By , November 20, 2020.

Mixcloud founder: here’s what DJs need to know about music copyright — “When streamers and DJs are hit by music copyright takedowns on other platforms like Facebook or Twitch, it’s because those platforms have not – for whatever reason – secured the right music licenses. They are not paying the artists that are getting played. . . . At Mixcloud, we have invested time, energy and resources to get the right licenses.
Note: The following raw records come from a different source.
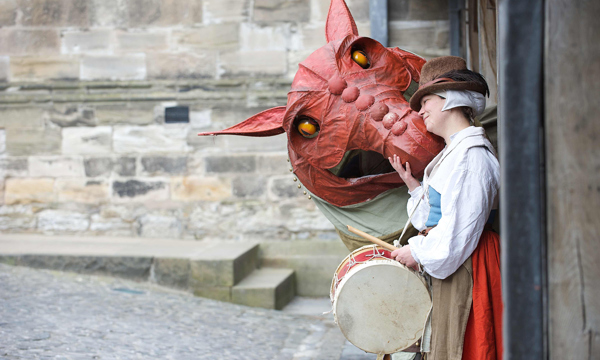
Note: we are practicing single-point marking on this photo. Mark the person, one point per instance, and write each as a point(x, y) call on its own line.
point(453, 209)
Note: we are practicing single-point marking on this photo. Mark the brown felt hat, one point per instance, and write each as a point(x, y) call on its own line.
point(433, 81)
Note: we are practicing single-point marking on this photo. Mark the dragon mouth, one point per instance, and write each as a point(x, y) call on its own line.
point(360, 164)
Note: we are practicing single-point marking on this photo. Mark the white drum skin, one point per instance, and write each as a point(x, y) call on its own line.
point(381, 306)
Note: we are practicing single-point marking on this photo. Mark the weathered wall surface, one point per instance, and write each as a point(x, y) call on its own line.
point(84, 147)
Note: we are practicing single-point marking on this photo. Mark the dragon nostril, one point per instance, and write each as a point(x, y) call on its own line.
point(378, 111)
point(350, 94)
point(399, 128)
point(364, 102)
point(389, 120)
point(337, 85)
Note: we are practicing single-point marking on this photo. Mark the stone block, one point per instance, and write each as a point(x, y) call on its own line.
point(8, 13)
point(18, 41)
point(110, 226)
point(143, 13)
point(4, 68)
point(194, 188)
point(276, 164)
point(222, 11)
point(2, 141)
point(21, 117)
point(82, 191)
point(162, 165)
point(139, 191)
point(72, 115)
point(14, 167)
point(231, 164)
point(219, 293)
point(151, 139)
point(142, 41)
point(253, 62)
point(264, 38)
point(171, 272)
point(159, 226)
point(86, 140)
point(32, 141)
point(182, 65)
point(209, 37)
point(281, 10)
point(85, 42)
point(50, 221)
point(56, 166)
point(54, 13)
point(109, 13)
point(249, 186)
point(125, 166)
point(125, 114)
point(283, 187)
point(124, 67)
point(25, 191)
That is why music takedowns do not happen on Mixcloud.”

On the Page: Who Invented Oscar Wilde [Audio] — Pilar Alessandra talks with writer David Newhoff about his new book, which explores some of the paradoxes inherent in copyright and creativity.

Google signs copyright agreements with six French newspapers — “The announcement follows months of bargaining between Google, French publishers and news agencies over how to apply revamped EU copyright rules, which allow publishers to demand a fee from online platforms showing extracts of their news. The world’s biggest search engine initially fought against the idea of paying publishers for the content, saying their websites benefited from greater traffic brought by Google.”

Is it Time for a DMCA Update? Senator Tillis Says Yes — “In 2019 and 2020, Tillis, in his capacity as chair of the Senate IP subcommittee, held a series of hearings focused on known problems with several DMCA provisions and has stated his intent to put forward a legislative fix for which there may be bipartisan support — and controversy.” Last week, the Senator sent a letter to stakeholders seeking input on potential tweaks to sections 512, 1201, and 1202.

Six Artists Are Suing a Property Owner for Painting Over Beloved Murals at a Famed San Francisco Gay Bar During Pride Month — “For the past three years, San Francisco gay bar the Stud, the city’s oldest, was fronted by colorful murals with suggestive titles like ‘Stepping Out’ and ‘Head First,’ which had been painted on the bar’s distinctive navy exterior to celebrate Pride Week in 2017. . . . On June 20, during Pride Month 2020, its new owners whitewashed them before painting the building over in beige. Now, six artists are suing the property owner, named only as City Commercial Investments, for damages under the Visual Artists Rights Act (VARA), a law that has been cited in high-profile cases like the suit against the owners of the 5Pointz graffiti mecca in Queens, New York, in which a judge awarded a group of artists $6.75 million after their works were destroyed by a property developer.”